Alfonso Gomez-Rejon has brought his eye for spine-tingling detail to “AHS” as a director of a dozen episodes, including numerous entries for its most recent iteration, “Coven.”
The director scored two Emmy nominations for his work on the show this year, including an Outstanding Directing nod for helming the Season 3 premiere episode, “Bitchcraft.” Gomez-Rejon spoke to TheWrap about the white-knuckle experience of filming the Season 3 finale, his shocking binge-watching habits, and how Stevie Nicks made death-by-drowning seem like a touching experience.
TheWrap: What was the toughest thing you had to do this season?
Alfonso Gomez-Rejon: Finishing the last episode of the “Coven” season, “The Seven Wonders,” was definitely the toughest thing. It was an impossible — undoable — schedule, resolving every storyline, with heavy VFX, stunts, etc. But we had a hard out at 4 a.m. Hours later, actors would be on planes and sets would be taken down. I had two full crews going in adjoining soundstages. I’d run back and forth between them, setting up a shot here, shooting there, changing the cast on set and rushing them back to the other stage, and so on. We finally wrapped a few minutes shy of 4 thanks to the heroic work of every department, particularly my VFX supervisor, who was directing the 2nd unit. Our last shot was Frances Conroy as Myrtle throwing glitter in the air (for the Stevie Nicks “video” opening of the episode). A surreal but poignant ending to the show followed by a lot of champagne.
What was the most fun thing you had to do this season?
Directing Stevie Nicks — things like that just don’t happen in real life. I stopped by her trailer in the morning to introduce myself and within minutes she was singing “Rhiannon” a cappella to me. She was fun, generous, humble and a great raconteur. I’m especially proud of her final scene as she plays “Has Anyone Ever Written Anything For You” to Jessica Lange‘s Fiona Goode. It’s so touching that you forget that she just drowned someone in a bathtub.
Let’s assume that somebody has never seen your show. What would you say to persuade them to watch it?
There has never been anything like it on television. It’s a hyper-real, cinematic experience showcasing some of our greatest living actors, writers and craftsmen working in the industry. You’ll be hooked after one episode, even if you hate horror.
Say you’re an Emmy voter, and you can’t vote for yourself or your show. Who’s at the top of your ballot?
Ryan Murphy. He gave me my first “directed by” credit with an episode of “Glee” in its first season, and he’s nurtured my career ever since. Plus “The Normal Heart” was masterfully directed.
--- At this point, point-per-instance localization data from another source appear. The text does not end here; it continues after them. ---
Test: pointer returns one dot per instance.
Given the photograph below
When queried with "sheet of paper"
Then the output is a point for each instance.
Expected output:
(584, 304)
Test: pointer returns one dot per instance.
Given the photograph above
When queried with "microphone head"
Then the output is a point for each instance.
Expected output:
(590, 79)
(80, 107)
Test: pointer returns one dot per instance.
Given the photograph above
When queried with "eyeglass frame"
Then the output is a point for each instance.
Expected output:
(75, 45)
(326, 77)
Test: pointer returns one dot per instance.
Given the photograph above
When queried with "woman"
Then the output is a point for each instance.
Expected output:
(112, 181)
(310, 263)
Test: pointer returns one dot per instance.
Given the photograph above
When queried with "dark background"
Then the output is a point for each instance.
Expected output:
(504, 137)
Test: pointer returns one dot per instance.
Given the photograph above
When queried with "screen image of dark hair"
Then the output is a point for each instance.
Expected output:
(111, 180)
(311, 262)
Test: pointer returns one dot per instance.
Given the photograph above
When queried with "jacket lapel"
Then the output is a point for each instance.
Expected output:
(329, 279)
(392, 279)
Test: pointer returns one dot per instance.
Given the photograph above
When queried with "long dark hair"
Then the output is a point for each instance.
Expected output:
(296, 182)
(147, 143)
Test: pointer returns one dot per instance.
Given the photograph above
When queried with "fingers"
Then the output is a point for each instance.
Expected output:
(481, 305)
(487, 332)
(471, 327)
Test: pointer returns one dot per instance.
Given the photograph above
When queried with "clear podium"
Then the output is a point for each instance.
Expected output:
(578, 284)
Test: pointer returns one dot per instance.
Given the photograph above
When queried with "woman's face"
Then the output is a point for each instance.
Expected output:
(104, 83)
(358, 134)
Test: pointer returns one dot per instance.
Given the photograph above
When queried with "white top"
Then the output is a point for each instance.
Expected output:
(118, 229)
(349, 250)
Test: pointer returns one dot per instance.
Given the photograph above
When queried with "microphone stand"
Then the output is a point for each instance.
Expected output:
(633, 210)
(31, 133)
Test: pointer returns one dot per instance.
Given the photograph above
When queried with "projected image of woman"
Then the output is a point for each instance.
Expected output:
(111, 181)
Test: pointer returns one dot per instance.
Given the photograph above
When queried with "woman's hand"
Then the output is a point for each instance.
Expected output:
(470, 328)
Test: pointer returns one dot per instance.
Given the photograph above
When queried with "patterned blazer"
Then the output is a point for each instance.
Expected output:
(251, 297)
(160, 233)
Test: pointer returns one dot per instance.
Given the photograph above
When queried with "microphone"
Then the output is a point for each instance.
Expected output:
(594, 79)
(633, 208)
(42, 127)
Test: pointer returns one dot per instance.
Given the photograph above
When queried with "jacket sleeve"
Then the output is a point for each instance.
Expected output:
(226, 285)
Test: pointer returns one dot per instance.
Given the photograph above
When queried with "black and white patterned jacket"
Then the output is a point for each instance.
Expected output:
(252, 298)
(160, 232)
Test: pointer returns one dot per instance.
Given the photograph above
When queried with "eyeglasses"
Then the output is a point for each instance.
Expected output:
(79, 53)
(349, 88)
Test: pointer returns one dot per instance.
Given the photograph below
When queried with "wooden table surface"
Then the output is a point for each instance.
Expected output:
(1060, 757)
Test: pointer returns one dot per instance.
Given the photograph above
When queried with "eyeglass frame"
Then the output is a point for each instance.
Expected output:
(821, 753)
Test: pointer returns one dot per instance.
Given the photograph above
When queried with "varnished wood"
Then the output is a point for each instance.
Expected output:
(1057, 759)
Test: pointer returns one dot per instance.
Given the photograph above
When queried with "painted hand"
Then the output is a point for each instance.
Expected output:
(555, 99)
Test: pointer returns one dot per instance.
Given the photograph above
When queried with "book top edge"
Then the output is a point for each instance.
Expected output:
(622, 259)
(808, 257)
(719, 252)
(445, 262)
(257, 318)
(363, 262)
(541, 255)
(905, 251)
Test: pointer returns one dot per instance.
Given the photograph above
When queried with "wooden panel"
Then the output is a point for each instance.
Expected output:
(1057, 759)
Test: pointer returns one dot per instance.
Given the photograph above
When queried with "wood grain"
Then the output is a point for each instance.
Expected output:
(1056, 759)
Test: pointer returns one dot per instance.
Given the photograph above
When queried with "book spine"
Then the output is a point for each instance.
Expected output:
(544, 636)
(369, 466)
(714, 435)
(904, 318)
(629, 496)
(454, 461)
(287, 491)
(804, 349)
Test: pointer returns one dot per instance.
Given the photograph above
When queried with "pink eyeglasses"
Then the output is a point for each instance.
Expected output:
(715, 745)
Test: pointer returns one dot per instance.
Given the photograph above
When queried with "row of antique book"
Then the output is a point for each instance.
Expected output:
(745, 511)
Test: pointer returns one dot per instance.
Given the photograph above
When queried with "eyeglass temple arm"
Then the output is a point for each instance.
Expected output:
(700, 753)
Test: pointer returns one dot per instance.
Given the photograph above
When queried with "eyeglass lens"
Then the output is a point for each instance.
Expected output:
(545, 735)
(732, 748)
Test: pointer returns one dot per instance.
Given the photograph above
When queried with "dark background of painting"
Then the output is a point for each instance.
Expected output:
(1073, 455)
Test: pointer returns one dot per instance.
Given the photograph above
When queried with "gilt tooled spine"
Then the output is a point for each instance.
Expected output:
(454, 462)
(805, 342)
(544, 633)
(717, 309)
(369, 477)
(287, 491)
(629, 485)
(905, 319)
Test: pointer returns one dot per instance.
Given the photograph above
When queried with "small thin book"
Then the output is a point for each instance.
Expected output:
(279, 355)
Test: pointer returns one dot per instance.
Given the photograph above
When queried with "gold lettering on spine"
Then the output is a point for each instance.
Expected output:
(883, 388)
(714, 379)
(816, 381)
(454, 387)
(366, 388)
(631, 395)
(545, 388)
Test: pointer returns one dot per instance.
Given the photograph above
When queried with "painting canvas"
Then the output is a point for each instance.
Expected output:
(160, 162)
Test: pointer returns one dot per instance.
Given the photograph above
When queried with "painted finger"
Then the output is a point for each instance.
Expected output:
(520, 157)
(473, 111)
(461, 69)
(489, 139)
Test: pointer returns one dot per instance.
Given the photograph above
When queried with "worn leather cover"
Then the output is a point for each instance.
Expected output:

He and Fred Armisen are geniuses.
If you could work on any other show, what would it be?
A camera operator on “Portlandia.”
What was the last TV show you binge-watched? How many episodes did you see in a sitting?
A couple of months of “CBS Sunday Morning” in a day.
Is this the Golden Age of Television?
Yes. Certainly the new Golden Age. Genres and formulas are being reinvented, even how we watch is new — we program ourselves. The material is rich, inventive. It’s where you the best actors and writers are working, where directors can have a point of view. There are just so many shows out there that it’s impossible to watch them all.